Für den Vertragsinhalt sind die beiderseitigen schriftlichen Erklärungen maßgebend. Ist ein Vertrag geschlossen worden, ohne dass solche Erklärungen vorliegen, so ist die schriftliche Auftragsbestätigung von made for science oder, falls eine solche nicht erfolgt ist, der schriftliche Auftrag des Kunden maßgebend. Mündliche Nebenabreden sind nur verbindlich, wenn sie schriftlich von made for science bestätigt werden.
Der Kunde erkennt den Urheberrechtsschutz seitens made for science und die Gewährleistungsbedingungen mit dem Öffnen der Originalverpackung an.
Alle Bestellungen stehen unter dem Vorbehalt rechtzeitiger Selbstbelieferung; dies gilt jedoch nur, sofern made for science alles Erforderliche für eine fristgerechte Selbstbelieferung veranlasst hat.

§ 3 LIEFERUMFANG

Für den Umfang der Lieferung ist die schriftliche Auftragsbestätigung von made for science maßgebend.
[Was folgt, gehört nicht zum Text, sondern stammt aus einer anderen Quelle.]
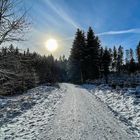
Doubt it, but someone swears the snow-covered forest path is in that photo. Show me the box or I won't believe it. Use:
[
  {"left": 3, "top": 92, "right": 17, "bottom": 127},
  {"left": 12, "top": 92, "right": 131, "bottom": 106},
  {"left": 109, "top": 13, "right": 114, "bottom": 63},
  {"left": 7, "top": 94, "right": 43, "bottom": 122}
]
[
  {"left": 0, "top": 84, "right": 136, "bottom": 140},
  {"left": 44, "top": 84, "right": 137, "bottom": 140}
]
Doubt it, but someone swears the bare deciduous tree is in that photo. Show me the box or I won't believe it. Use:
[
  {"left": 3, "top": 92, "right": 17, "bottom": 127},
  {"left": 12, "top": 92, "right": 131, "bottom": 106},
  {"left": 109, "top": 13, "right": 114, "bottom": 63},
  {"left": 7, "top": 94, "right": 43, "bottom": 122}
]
[{"left": 0, "top": 0, "right": 28, "bottom": 45}]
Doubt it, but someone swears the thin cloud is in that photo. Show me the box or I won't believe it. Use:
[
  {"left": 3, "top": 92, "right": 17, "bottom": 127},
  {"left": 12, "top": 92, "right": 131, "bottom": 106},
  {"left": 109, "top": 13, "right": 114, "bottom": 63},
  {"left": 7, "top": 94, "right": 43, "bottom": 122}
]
[
  {"left": 97, "top": 28, "right": 140, "bottom": 36},
  {"left": 45, "top": 0, "right": 80, "bottom": 28}
]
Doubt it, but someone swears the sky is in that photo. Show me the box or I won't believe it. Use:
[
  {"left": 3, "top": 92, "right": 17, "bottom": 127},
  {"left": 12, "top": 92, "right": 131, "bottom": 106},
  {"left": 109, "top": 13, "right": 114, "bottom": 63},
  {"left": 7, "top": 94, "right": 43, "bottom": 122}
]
[{"left": 20, "top": 0, "right": 140, "bottom": 58}]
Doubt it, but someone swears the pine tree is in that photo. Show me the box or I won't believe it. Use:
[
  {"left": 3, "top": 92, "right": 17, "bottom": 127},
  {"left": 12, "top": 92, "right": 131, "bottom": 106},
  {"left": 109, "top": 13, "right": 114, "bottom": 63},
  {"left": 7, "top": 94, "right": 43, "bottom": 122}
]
[
  {"left": 102, "top": 48, "right": 111, "bottom": 83},
  {"left": 136, "top": 42, "right": 140, "bottom": 65},
  {"left": 117, "top": 46, "right": 123, "bottom": 73},
  {"left": 112, "top": 46, "right": 117, "bottom": 71},
  {"left": 85, "top": 27, "right": 100, "bottom": 80},
  {"left": 69, "top": 29, "right": 86, "bottom": 82}
]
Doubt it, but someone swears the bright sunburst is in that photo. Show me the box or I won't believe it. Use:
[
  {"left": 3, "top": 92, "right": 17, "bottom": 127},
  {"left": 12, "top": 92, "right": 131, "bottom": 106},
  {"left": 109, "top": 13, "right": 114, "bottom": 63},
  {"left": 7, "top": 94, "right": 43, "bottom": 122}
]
[{"left": 46, "top": 38, "right": 58, "bottom": 52}]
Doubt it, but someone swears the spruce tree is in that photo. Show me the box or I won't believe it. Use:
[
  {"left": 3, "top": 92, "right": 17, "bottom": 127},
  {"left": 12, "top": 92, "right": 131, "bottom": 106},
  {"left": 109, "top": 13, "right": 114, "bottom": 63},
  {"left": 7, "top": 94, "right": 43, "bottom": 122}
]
[
  {"left": 112, "top": 46, "right": 117, "bottom": 71},
  {"left": 117, "top": 46, "right": 123, "bottom": 73},
  {"left": 85, "top": 27, "right": 100, "bottom": 80},
  {"left": 102, "top": 48, "right": 111, "bottom": 83},
  {"left": 69, "top": 29, "right": 86, "bottom": 83},
  {"left": 136, "top": 42, "right": 140, "bottom": 65}
]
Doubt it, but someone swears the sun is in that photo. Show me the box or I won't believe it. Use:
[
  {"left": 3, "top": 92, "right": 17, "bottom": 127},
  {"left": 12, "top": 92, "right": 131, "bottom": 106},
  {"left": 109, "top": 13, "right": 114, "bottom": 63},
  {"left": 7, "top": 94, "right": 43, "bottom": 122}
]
[{"left": 45, "top": 38, "right": 58, "bottom": 52}]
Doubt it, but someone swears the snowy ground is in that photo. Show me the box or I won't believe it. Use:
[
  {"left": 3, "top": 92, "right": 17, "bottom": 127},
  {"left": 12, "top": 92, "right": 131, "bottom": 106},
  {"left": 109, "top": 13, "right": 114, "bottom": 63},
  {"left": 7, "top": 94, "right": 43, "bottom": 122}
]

Im Falle eines Angebots von made for science mit zeitlicher Bindung und fristgemäßer Annahme gilt der Inhalt des Angebots, sofern keine ausdrückliche schriftliche Auftragsbestätigung übersandt wird.
Die Lieferung erfolgt auf Kosten des Kunden ab dem Lagerort in Deutschland. Mit der Übergabe der bestellten Ware an den Spediteur oder an eine sonstige mit dem Transport beauftragte Person oder Anstalt geht die Gefahr auf den Kunden über; dies gilt auch bei frachtfreier Lieferung. made for science ist berechtigt, aber ohne ausdrückliche schriftliche Weisung des Kunden nicht verpflichtet, den Transport auf Kosten des Kunden zu versichern. Ist der Kunde Verbraucher, geht die Gefahr des zufälligen Untergangs und der zufälligen Verschlechterung der verkauften Sache auch beim Versendungskauf erst mit Übergabe der Sache auf den Kunden über.
Die im Auftrag genannten Lieferfristen und -termine stellen keine Fixtermine dar. made for science ist bemüht, diese Fristen nach Möglichkeit einzuhalten. Die Lieferfrist ist eingehalten, wenn der Liefergegenstand innerhalb der Lieferfrist das Werk von made for science verlassen hat oder die Versandbereitschaft mitgeteilt wird. Für den Verzugseintritt ist eine Mahnung erforderlich. Alle Fristen stehen unter dem Vorbehalt fristgerechter Vornahme aller etwa erforderlichen bzw. vereinbarten vorherigen Mitwirkungshandlungen des Kunden.
Lieferverzögerungen aufgrund höherer Gewalt, in Folge veränderter behördlicher Genehmigungs- und Gesetzeslage, Betriebsstörungen, Arbeitskämpfe, Materialbeschaffungsprobleme sind von made for science – auch soweit sie bei Zulieferern selbst eintreten – selbst bei verbindlich vereinbarten Lieferterminen nicht zu vertreten. In diesen Fällen verlängert sich das vereinbarte Lieferdatum stillschweigend um den zur Beseitigung des Hindernisses notwendigen, angemessenen Zeitraum zuzüglich einer angemessenen Anlauffrist.
Sofern made for science die Einrichtung der Software und/oder Beratungsleistungen für die Einrichtung übernommen hat oder sich verpflichtet hat, Arbeiten am Server des Kunden zu unternehmen, ist der Kunde verpflichtet, vor den Arbeiten für eine ausreichende und aktuelle Datensicherung zu sorgen. made for science wird nach den anerkannten Regeln der Technik die Arbeiten durchführen oder durchführen lassen. made for science weist hiermit ausdrücklich darauf hin, dass eine Prüfung auf die Geeignetheit des Systems dem Kunden obliegt, die dieser anhand der vorliegenden Datenblätter in eigener Verantwortung vornehmen muss. Unwägbarkeiten, insb. Unverträglichkeiten mit anderen Programmen des Kunden sind nie auszuschließen und führen nicht zu Haftungsansprüchen des Kunden.
Training, Beratung oder Schulungen hinsichtlich des Einsatzes der Software sind kostenpflichtig und werden nur nach entsprechender Vereinbarung zu vereinbarten Sätzen erbracht.
Support wird grundsätzlich nicht geschuldet außer im Falle einer ausdrücklichen Vereinbarung; den Support übernimmt, soweit erforderlich und vertragstypisch zu erwarten, der jeweilige Hersteller.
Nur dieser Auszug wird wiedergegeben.